Over on the Google+, Dan Drake inverted my challenge to mathematics education faculty. He asks, how can mathematicians share what we have learned?

This is an excellent question, which is pretty hard to answer. Since this is my blog, I’ll follow Pólya’s advice, and attack a simpler problem that I still can’t solve. What is the point of each course in the undergraduate mathematics curriculum?

Linear Algebra

A few weeks ago, I wrote about the real point of linear algebra. As usual, that flash of insight was half-baked. I still stand by it, but I’ve been thinking about the course more as it goes on. Here is a fuller description of what I hope to accomplish in a one-semester linear algebra course at the University of Northern Iowa.

Meta-mathematical goals

Every mathematics course should work on core fundamental skills of mathematical process. In linear algebra, I think the two foremost issues are:

  • making examples for yourself to gain understanding, and
  • gaining comfort with increased levels of abstraction.

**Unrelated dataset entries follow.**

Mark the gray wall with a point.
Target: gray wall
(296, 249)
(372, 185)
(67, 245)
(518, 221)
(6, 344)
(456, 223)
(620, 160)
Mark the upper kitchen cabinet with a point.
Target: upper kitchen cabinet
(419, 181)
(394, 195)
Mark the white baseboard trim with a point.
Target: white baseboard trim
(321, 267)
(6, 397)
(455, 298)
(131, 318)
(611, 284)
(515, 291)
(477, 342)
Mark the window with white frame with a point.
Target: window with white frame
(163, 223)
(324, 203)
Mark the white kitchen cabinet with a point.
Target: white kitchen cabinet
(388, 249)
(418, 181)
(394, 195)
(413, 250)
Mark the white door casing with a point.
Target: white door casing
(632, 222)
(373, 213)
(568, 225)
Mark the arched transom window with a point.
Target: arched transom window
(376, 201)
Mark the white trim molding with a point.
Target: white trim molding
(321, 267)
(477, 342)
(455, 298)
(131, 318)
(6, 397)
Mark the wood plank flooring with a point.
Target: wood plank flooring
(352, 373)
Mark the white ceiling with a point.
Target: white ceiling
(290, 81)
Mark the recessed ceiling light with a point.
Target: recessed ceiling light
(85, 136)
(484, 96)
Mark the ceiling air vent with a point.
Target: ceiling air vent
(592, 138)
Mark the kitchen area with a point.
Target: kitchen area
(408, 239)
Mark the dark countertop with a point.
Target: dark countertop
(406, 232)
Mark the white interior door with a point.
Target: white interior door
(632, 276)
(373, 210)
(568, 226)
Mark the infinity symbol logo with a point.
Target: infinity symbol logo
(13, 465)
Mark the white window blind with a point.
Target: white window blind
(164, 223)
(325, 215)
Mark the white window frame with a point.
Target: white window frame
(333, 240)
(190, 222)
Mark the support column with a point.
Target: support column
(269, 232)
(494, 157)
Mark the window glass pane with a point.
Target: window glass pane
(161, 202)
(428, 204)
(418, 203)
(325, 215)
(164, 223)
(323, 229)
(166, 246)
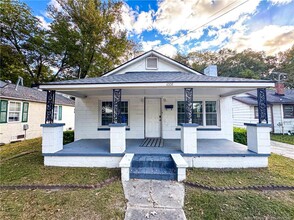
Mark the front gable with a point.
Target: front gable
(151, 61)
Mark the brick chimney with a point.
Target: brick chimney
(280, 88)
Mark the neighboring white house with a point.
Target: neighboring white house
(280, 109)
(152, 116)
(22, 110)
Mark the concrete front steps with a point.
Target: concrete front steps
(156, 167)
(153, 167)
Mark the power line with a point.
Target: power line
(208, 21)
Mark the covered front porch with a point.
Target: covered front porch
(206, 147)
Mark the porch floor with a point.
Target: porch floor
(206, 147)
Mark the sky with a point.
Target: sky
(168, 26)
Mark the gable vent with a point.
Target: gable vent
(151, 63)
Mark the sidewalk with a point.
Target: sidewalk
(152, 199)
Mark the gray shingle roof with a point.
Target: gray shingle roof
(30, 94)
(271, 96)
(153, 77)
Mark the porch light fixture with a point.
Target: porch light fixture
(169, 107)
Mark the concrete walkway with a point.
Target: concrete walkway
(152, 199)
(286, 150)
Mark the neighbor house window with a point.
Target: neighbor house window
(57, 113)
(255, 112)
(14, 111)
(106, 116)
(288, 111)
(25, 112)
(3, 111)
(203, 116)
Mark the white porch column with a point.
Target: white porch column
(189, 138)
(117, 138)
(258, 138)
(52, 137)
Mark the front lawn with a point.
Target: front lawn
(105, 203)
(288, 139)
(245, 204)
(279, 172)
(201, 204)
(29, 169)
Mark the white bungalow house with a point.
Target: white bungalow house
(280, 109)
(22, 110)
(154, 117)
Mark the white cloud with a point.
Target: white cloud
(271, 39)
(149, 45)
(280, 2)
(55, 4)
(44, 23)
(220, 36)
(188, 15)
(168, 50)
(135, 22)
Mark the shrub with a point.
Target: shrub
(68, 137)
(240, 135)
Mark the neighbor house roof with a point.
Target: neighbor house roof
(272, 97)
(154, 77)
(29, 94)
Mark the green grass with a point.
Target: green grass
(245, 204)
(288, 139)
(200, 204)
(29, 169)
(279, 171)
(105, 203)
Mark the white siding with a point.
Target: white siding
(141, 66)
(282, 124)
(88, 118)
(36, 116)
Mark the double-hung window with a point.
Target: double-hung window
(3, 111)
(25, 112)
(204, 113)
(288, 111)
(14, 112)
(57, 113)
(106, 114)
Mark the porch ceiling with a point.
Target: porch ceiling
(203, 91)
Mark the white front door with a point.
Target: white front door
(152, 117)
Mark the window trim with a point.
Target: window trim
(58, 118)
(6, 112)
(27, 112)
(284, 105)
(255, 111)
(100, 111)
(218, 113)
(20, 112)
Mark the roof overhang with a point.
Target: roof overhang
(200, 88)
(243, 84)
(151, 53)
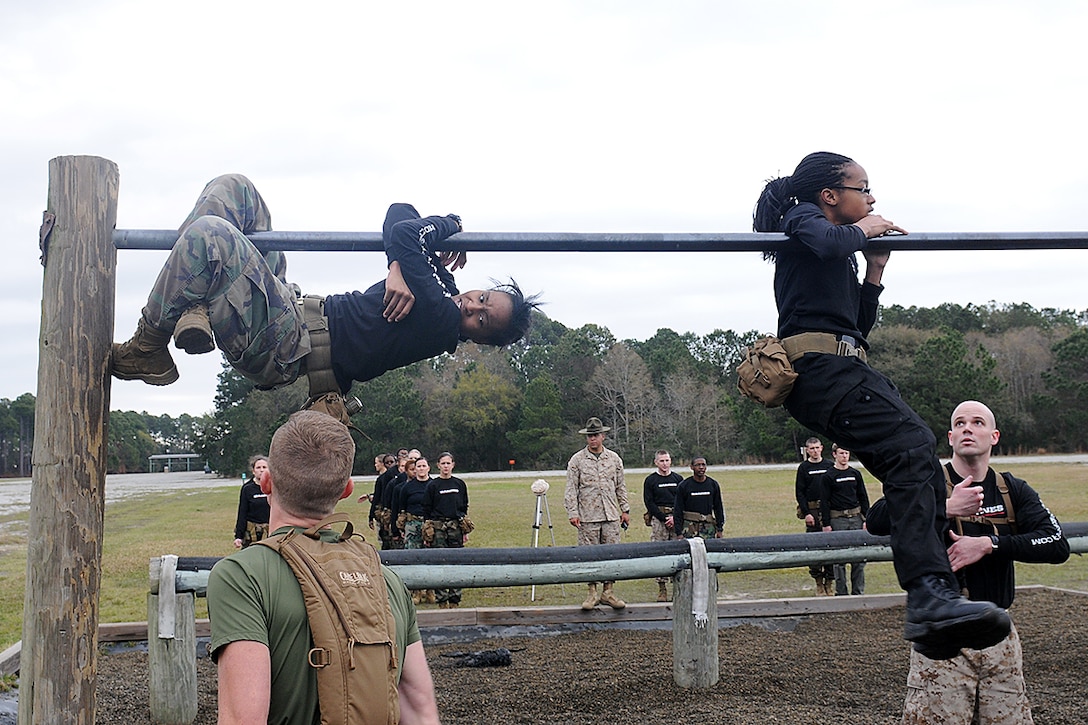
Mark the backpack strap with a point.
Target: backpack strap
(351, 624)
(1009, 518)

Let’s add another item to this list that I think is important:

  • learn the use of modern computational tools to do intensive computations and produce visualizations. (Of course, I am using Sage.)

Content Goals

I would like for students to understand the following.

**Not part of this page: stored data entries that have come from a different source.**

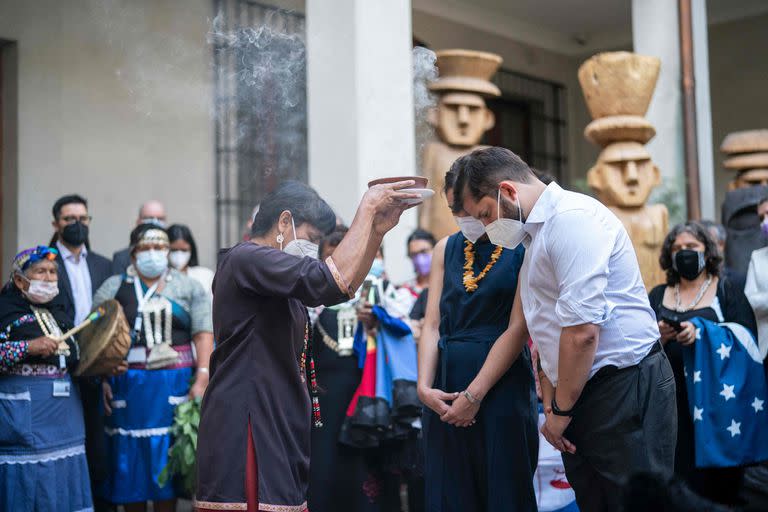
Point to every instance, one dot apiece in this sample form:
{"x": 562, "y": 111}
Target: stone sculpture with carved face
{"x": 624, "y": 175}
{"x": 460, "y": 120}
{"x": 618, "y": 88}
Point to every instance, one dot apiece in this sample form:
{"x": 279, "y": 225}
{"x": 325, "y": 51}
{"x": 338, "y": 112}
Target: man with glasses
{"x": 81, "y": 273}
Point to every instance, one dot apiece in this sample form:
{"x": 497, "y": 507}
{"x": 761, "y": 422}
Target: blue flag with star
{"x": 726, "y": 395}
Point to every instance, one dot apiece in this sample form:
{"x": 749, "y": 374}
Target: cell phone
{"x": 672, "y": 320}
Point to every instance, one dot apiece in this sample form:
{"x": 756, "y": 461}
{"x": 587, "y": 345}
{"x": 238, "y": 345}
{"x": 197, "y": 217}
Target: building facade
{"x": 194, "y": 103}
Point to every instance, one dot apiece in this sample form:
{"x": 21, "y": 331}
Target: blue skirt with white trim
{"x": 138, "y": 432}
{"x": 42, "y": 450}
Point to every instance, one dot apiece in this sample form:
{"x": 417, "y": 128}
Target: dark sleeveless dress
{"x": 488, "y": 466}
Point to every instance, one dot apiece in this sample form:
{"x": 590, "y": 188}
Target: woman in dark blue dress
{"x": 486, "y": 462}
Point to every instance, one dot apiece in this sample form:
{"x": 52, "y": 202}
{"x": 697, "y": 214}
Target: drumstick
{"x": 88, "y": 321}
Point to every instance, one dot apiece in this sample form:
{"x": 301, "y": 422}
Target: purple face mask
{"x": 422, "y": 262}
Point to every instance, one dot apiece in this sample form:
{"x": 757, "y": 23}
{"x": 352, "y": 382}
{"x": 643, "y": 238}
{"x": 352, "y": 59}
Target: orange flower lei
{"x": 470, "y": 280}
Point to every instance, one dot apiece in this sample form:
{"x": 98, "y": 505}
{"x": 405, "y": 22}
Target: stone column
{"x": 703, "y": 111}
{"x": 655, "y": 33}
{"x": 360, "y": 106}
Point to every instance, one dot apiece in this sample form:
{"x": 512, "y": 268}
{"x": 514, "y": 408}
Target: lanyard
{"x": 142, "y": 298}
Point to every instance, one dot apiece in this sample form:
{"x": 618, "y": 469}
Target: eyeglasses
{"x": 71, "y": 219}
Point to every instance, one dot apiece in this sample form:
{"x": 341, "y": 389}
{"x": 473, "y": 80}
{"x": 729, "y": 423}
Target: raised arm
{"x": 435, "y": 399}
{"x": 379, "y": 211}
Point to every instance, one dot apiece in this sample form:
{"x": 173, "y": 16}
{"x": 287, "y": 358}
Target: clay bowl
{"x": 421, "y": 181}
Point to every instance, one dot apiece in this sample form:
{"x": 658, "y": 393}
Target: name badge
{"x": 137, "y": 355}
{"x": 61, "y": 388}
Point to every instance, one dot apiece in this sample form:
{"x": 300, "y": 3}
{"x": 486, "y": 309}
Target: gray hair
{"x": 716, "y": 229}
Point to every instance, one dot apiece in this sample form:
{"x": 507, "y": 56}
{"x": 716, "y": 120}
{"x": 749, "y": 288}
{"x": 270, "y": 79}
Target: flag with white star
{"x": 726, "y": 395}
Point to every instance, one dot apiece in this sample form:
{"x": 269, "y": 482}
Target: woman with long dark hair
{"x": 695, "y": 289}
{"x": 254, "y": 438}
{"x": 183, "y": 256}
{"x": 168, "y": 312}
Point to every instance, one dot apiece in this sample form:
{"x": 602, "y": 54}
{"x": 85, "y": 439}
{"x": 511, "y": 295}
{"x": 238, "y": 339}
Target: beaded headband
{"x": 153, "y": 236}
{"x": 29, "y": 257}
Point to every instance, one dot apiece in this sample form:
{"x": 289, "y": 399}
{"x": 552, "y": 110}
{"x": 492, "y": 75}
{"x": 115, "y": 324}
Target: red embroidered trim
{"x": 251, "y": 473}
{"x": 210, "y": 506}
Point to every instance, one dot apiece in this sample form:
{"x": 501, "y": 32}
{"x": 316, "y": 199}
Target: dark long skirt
{"x": 489, "y": 466}
{"x": 342, "y": 477}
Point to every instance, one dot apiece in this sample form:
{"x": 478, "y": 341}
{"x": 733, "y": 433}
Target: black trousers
{"x": 624, "y": 422}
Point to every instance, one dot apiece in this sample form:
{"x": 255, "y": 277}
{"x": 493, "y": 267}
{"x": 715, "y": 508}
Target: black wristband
{"x": 559, "y": 412}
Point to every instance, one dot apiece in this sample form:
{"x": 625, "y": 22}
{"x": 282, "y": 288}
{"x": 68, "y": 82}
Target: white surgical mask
{"x": 41, "y": 292}
{"x": 152, "y": 263}
{"x": 470, "y": 227}
{"x": 179, "y": 259}
{"x": 300, "y": 247}
{"x": 508, "y": 233}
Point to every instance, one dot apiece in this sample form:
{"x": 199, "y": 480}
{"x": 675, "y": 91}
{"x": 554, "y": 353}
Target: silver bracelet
{"x": 469, "y": 397}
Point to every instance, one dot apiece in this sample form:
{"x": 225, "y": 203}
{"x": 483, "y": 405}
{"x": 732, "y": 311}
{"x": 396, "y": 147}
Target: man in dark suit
{"x": 81, "y": 273}
{"x": 720, "y": 236}
{"x": 151, "y": 212}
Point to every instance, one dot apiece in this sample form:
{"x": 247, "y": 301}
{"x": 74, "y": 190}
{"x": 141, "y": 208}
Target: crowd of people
{"x": 90, "y": 443}
{"x": 333, "y": 388}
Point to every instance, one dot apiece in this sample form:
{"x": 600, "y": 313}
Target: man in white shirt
{"x": 607, "y": 387}
{"x": 81, "y": 271}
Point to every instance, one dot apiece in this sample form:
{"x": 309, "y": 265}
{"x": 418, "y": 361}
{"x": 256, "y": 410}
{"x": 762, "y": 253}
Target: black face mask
{"x": 689, "y": 264}
{"x": 75, "y": 233}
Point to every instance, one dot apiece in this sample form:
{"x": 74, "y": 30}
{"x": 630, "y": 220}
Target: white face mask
{"x": 470, "y": 227}
{"x": 300, "y": 247}
{"x": 179, "y": 259}
{"x": 41, "y": 292}
{"x": 507, "y": 233}
{"x": 152, "y": 263}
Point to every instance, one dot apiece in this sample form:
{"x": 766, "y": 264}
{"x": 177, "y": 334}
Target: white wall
{"x": 114, "y": 103}
{"x": 738, "y": 85}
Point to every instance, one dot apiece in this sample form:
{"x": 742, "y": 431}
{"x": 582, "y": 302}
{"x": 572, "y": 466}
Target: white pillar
{"x": 360, "y": 106}
{"x": 703, "y": 110}
{"x": 655, "y": 32}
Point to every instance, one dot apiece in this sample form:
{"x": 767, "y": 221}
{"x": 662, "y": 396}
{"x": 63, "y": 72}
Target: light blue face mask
{"x": 152, "y": 263}
{"x": 377, "y": 269}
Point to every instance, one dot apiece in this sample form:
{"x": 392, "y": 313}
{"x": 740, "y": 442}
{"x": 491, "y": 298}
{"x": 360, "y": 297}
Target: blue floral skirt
{"x": 42, "y": 445}
{"x": 138, "y": 433}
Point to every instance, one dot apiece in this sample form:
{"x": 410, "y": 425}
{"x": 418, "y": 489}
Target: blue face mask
{"x": 152, "y": 263}
{"x": 377, "y": 269}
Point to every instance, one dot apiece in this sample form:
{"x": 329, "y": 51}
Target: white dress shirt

  • solving systems of equations
  • vector algebra
  • algebra of matrices
  • matrices as transformations
  • the geometry of euclidean space as encapsulated by the dot product
  • determinants
  • Gram-Schmidt & orthonormal bases
  • eigenvectors and eigenvalues
  • “some associated geometry”

I’m not sure anyone would argue with these. Of course, this list leaves a lot out. And I hid a lot inside “some associated geometry.” For starters, the ideas behind a set of vectors being a basis or not are really geometry.

A Skeleton Plan: A Course in Three Acts

Here is how I now view the structure of the course. I am just now finishing up Act Two, so the last bits are just a plan.

Act One: Ways To See A System of Equations

The first part of the course focuses on understanding the various ways to interpret a system of $m$ linear equations in $n$ unknowns.

  1. The ‘row picture’: view the system as defining m hyperplanes in \mathbb{R}^n
  2. The ‘column picture’: view the system as defining an equation expressing some vector as a linear combination of n vectors in \mathbb{R}^m.
  3. The ‘transformational picture’: The system defines a “matrix-vector equation” Ax = b.

As part of this, we study the geometry involved, make lots of pictures and try to get a sense of how these things hang together. We will introduce the idea of vector and matrix algebra, including the difficulties of matrix algebra, the dot product, and the cross product in \mathbb{R}^3. There are basic properties to investigate, and some problems to formulate, including the basic problem of invertibility for square matrices.

Act Two: Gaussian Elimination and its Uses

This part of the course is all about how Gaussian Elimination works, and the myriad ways we can leverage it to learn about all of the problems we’ve set ourselves. I think you can hit things like this:

  1. Solving systems of equations
  2. linear dependence and independence, the idea of a basis
  3. the column space, kernel, row space and left kernel appear
  4. the LU decomposition of a matrix
  5. matrices as products of elementary matrices
  6. the rank-nullity theorem
  7. the determinant (I use a geometric definition)
  8. the invertible matrix theorem
  9. the general idea of a vector space and of subspaces
  10. the nature of a matrix as a function
Act Three: Inner Product spaces

This final part of the course is devoted to extra structure we can glean using the tools we have built so far. The major ideas I think one should hit are these:

  1. Gram-Schmidt and orthonormal bases
  2. orthogonal matrices
  3. the QR decomposition? (maybe not, but it is right there)
  4. eigenvectors and eigenvalues
  5. the finite dimensional spectral theorem
The Appendix: Cool Stuff

If there happens to be time…

  1. The PageRank algorithm
  2. Curve fitting
  3. Image Compression

Comments?

At this point, I think I have a decent set of materials for Act One, a realized plan of attack for Act Two (with materials that need some work), vague plans for Act Three, and some stuff for the appendix already built.

I believe that I will take some versions of my materials and turn them into Sage-enhanced monographs. This will take a significant amount of work, but I can reuse that stuff to support future instances of the course. I hope those future instances will be more inquiry-based.